Deforestasi yang terjadi turut melepaskan emisi hingga 20 juta tCO2-e. Angka ini setara dengan emisi yang dikeluarkan oleh 833.333 unit mobil Toyota Avanza tahun 2014 tipe 1.3 yang memiliki konsumsi BBM 10 Km/L, dipakai dalam waktu 5 tahun dengan asumsi jarak tempuh 20.000 Km/tahun dan emisi yang dihasilkan sebesar 2,4 Kg CO2/L.
Belum lagi jika bicara soal sumbangan emisi yang dihasilkan dari PLTU sebagai pemasok listrik di smelter nikel. Terlihat pemerintah melalui Kementerian ESDM saat ini tengah menyusun strategi untuk mempercepat proyek pembangkit listrik 35.000 MW yang salah satu alasannya untuk memenuhi kebutuhan listrik bagi smelter nikel. Dari data Kebutuhan Tenaga Listrik Fasilitas Permunian milik Kementrian ESDM , diketahui kebutuhan tenaga listrik untuk smelter nikel dari PLTU mencapai 2.673 MW. Jika dihitung, emisi yang akan terlepas akibat dari kegiatan PLTU diperkirakan mencapai 21.354,92 kTon CO2/tahun dengan asumsi faktor emisi PLTU batu bara sebesar 1,14 kg/KWh.
ADVERTISEMENT
Rencana pembangunan PLTU sejalan dengan peningkatan produksi batu bara. Data yang dimiliki oleh Auriga Nusantara, produksi batu bara Indonesia meningkat lebih dari 3 kali lipat, dari 194 juta ton pada tahun 2006 menjadi 614 juta ton pada 2021. Alih-alih menghadirkan bahan baku untuk menciptakan industri ramah lingkungan, hadirnya pertambangan nikel dengan segala rantai pasoknya justru berkontribusi besar dalam pelepasan emisi.

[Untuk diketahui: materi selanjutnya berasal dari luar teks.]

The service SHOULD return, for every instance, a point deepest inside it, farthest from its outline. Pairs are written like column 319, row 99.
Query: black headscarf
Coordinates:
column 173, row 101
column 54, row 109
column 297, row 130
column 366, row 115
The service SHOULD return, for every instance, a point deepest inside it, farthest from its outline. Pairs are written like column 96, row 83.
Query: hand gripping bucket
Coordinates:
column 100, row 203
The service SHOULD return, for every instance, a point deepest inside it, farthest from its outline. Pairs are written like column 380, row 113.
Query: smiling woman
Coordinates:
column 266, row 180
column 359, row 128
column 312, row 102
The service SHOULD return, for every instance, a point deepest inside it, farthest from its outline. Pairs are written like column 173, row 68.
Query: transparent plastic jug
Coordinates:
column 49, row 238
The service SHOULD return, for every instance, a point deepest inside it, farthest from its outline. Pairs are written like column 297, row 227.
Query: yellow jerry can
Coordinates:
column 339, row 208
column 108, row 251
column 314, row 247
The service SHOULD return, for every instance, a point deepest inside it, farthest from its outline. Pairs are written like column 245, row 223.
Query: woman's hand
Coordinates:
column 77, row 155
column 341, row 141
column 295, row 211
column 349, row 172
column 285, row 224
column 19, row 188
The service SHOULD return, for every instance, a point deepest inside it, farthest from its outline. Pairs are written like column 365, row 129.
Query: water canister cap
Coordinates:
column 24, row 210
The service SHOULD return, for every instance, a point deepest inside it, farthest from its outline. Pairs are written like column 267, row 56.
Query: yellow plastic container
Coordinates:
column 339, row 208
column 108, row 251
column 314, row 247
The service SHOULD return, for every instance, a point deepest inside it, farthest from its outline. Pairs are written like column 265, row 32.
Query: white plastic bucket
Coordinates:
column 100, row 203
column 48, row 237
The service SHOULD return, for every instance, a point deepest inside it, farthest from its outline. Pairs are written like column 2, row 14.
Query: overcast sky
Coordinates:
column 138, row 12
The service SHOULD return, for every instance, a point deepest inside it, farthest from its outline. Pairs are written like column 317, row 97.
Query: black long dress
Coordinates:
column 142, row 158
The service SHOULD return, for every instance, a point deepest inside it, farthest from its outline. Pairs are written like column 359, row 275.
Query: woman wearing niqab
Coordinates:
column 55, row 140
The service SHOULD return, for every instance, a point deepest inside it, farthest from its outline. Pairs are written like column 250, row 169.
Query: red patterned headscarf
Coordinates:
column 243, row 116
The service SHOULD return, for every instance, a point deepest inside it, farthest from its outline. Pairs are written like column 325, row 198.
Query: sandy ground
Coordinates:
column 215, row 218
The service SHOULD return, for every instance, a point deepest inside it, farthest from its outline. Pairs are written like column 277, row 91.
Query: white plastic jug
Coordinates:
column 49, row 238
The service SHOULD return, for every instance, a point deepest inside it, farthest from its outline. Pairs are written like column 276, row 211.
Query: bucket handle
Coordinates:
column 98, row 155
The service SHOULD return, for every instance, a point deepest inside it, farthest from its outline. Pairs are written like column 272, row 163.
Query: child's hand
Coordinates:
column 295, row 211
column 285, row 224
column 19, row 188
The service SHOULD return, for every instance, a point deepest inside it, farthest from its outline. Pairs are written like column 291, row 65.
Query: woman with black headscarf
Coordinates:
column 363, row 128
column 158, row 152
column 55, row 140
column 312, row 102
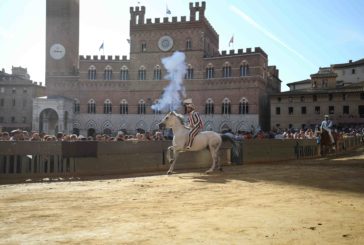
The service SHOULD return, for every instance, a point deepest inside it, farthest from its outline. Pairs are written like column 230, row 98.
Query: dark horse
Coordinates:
column 326, row 144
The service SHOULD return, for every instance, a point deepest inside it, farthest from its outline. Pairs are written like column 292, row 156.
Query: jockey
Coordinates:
column 327, row 125
column 194, row 121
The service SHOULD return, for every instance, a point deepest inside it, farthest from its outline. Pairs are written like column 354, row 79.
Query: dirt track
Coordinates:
column 307, row 202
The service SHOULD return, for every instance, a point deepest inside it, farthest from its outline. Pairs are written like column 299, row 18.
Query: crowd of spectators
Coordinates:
column 293, row 133
column 20, row 135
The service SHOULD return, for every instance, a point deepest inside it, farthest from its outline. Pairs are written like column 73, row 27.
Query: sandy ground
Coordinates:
column 307, row 202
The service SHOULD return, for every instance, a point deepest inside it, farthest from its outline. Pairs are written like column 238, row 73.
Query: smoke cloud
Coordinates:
column 175, row 92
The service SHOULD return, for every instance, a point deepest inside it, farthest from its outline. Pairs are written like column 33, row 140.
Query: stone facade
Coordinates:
column 16, row 98
column 230, row 88
column 327, row 92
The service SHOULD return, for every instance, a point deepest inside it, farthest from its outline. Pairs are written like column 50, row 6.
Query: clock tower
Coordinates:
column 62, row 43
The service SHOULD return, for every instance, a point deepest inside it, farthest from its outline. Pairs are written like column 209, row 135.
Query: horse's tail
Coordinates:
column 235, row 147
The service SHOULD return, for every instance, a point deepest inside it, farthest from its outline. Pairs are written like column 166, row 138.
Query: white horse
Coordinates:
column 206, row 139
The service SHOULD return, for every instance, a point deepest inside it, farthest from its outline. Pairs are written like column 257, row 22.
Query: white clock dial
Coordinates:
column 165, row 43
column 57, row 51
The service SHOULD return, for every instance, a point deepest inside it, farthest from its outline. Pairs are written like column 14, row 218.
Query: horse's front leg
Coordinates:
column 172, row 160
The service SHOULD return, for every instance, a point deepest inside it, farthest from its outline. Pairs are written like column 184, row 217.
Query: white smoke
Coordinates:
column 175, row 92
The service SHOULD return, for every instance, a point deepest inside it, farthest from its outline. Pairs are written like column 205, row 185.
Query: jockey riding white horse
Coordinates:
column 206, row 139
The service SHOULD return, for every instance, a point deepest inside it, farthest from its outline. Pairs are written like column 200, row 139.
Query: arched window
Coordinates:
column 244, row 69
column 108, row 73
column 142, row 73
column 92, row 73
column 124, row 73
column 243, row 106
column 156, row 110
column 209, row 71
column 91, row 106
column 123, row 107
column 141, row 107
column 107, row 107
column 226, row 106
column 157, row 75
column 189, row 73
column 209, row 107
column 188, row 44
column 76, row 106
column 226, row 70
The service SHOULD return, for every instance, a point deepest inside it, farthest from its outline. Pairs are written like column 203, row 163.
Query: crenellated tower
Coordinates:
column 137, row 15
column 197, row 11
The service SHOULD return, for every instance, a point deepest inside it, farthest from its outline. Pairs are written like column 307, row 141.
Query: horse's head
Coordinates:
column 170, row 120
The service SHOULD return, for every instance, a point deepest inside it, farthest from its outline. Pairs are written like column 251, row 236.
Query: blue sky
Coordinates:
column 299, row 36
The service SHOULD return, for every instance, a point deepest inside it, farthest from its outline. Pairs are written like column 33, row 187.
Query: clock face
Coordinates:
column 165, row 43
column 57, row 51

Klaim nol emisi (Clean) EV harusnya dilihat dari seluruh proses tahapan produksi segala bahan baku yang dipakai, termasuk yang utama adalah baterai sebagai sumber energi. Sehingga, nol emisi tidak didefinisikan hanya pada kendaraan. Tak mungkin pula EV disebut dengan Green (Ramah lingkungan) jika masih menyumbang bencana pada tahapan prosesnya.

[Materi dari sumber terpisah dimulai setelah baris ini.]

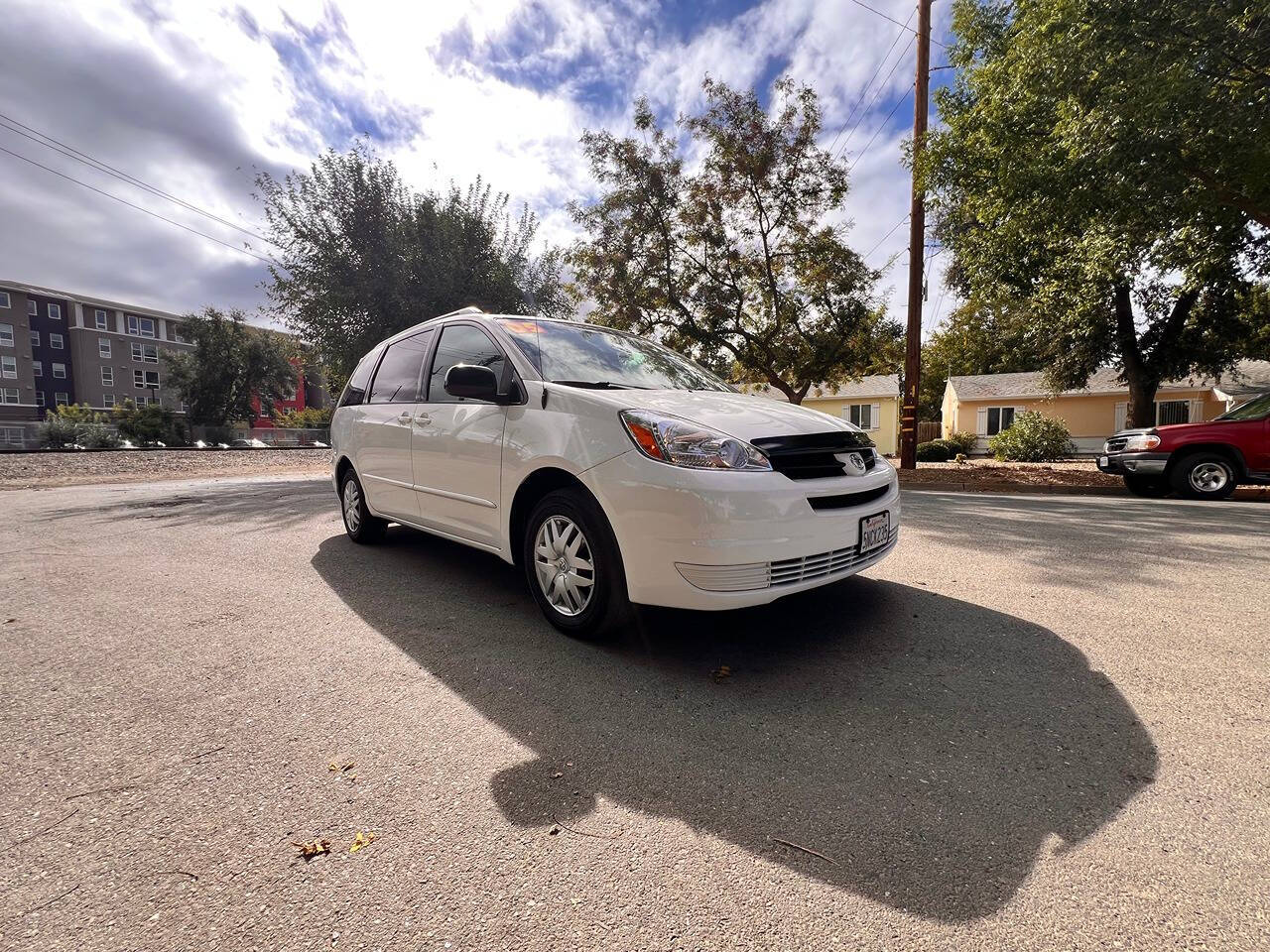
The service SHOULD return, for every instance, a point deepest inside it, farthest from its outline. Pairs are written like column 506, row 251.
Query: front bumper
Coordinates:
column 686, row 535
column 1134, row 463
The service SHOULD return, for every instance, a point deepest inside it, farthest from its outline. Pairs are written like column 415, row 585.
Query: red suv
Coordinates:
column 1196, row 460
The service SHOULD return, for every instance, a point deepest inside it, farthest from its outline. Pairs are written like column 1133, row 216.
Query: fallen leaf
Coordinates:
column 308, row 851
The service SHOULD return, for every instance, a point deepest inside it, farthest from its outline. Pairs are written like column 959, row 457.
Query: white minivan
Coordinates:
column 612, row 470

Proses produksi hulu ke hilir harusnya menjadi perhatian penuh bagi pemerintah dalam melakukan aksi mitigasi perubahan iklim sehingga kebijakan yang ditelurkan benar-benar menyelesaikan masalah secara utuh. Bicara soal EV tak boleh menegasikan dampak lingkungan yang diberikan di belakangnya. Jika seperti ini, membangun sebuah narasi EV sebagai solusi dalam menjauhkan kota dari pencemaran polusi adalah narasi yang penuh dengan kepalsuan.